Good job Glenmore. You can at least see the light at the end of the tunnel.


----------



## Mitch12 (Mar 29, 2008)

Glenmore
Great work Glenmore, keep popping them out. Bernie put it best when he said your a pen turning machine. Mitch


----------



## harrysin (Jan 15, 2007)

Now your mission is completed Glenmore perhaps you will start to get some sleep, whilst I enjoy talking to you at 4AM (your time) you really should be tucked up in bed and fast asleep.


----------



## Glenmore (Sep 10, 2004)

Mission accomplished they are all done. Going this week to the troops.


----------



## oldnewbie (Sep 18, 2006)

Great job, Glenmore. Our troops will be forever grateful

Neal


----------



## Dr.Zook (Sep 10, 2004)

Thank you glenmore!!!!!!!!!!!!!!!!!!!!!!!!!!!!!!!!!!!!!!!!!!!!!!!!!!!!!!!!!!!!!!!!!!!!!!!!!!!!!!!!!!!!!!!!!


----------



## BernieW (Sep 12, 2006)

Great job Glenmore. The troops will be forever grateful. Good talking with you.


----------



## Glenmore (Sep 10, 2004)

Thanks Bernie. It was great to talk to you also. So now get your skype going.


----------



## Glenmore (Sep 10, 2004)

The pens are getting shipped out tomorrow afternoon. Boy this makes me feel a whole lot better. Thanks guys you know who you are couldn't have done it without your help.


----------



## jw2170 (Jan 24, 2008)

Great effort, Glenmore.

Now I know why you are on the phone at 4am....

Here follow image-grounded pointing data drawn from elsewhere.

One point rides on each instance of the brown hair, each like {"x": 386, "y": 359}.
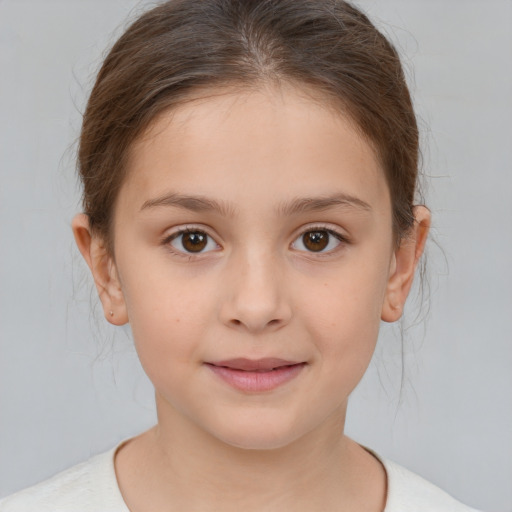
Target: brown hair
{"x": 181, "y": 46}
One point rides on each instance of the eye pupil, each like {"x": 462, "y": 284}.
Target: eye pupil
{"x": 194, "y": 241}
{"x": 316, "y": 240}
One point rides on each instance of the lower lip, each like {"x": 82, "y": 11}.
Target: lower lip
{"x": 257, "y": 381}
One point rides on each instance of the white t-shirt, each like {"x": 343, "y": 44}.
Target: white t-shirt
{"x": 92, "y": 487}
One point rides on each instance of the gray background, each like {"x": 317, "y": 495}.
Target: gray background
{"x": 71, "y": 386}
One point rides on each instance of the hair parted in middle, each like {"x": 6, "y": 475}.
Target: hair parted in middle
{"x": 184, "y": 49}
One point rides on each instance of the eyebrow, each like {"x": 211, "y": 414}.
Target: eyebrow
{"x": 317, "y": 204}
{"x": 192, "y": 203}
{"x": 293, "y": 207}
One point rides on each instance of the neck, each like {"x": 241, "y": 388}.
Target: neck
{"x": 193, "y": 470}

Time for a break and re-org...

James


----------



## harrysin (Jan 15, 2007)

OK Glenmore,you've done a wonderful job, now it really is time to relax and get some proper sleep otherwise you won't have the strength to talk to me on Skype.


----------



## Dr.Zook (Sep 10, 2004)

*Really Harry??????????????*



harrysin said:


> OK Glenmore,you've done a wonderful job, now it really is time to relax and get some proper sleep otherwise you won't have the strength to talk to me on Skype.


Anyone who has been on Skype with Harry knows who does all the talking, it isn't Glenmore!!!!!!!!!!! Sorry Harry but, "Facts are facts, Ace."


----------



## Glenmore (Sep 10, 2004)

To shay Dave  Harry went to bed 7AM got up at 11AM was good enough for me today.


----------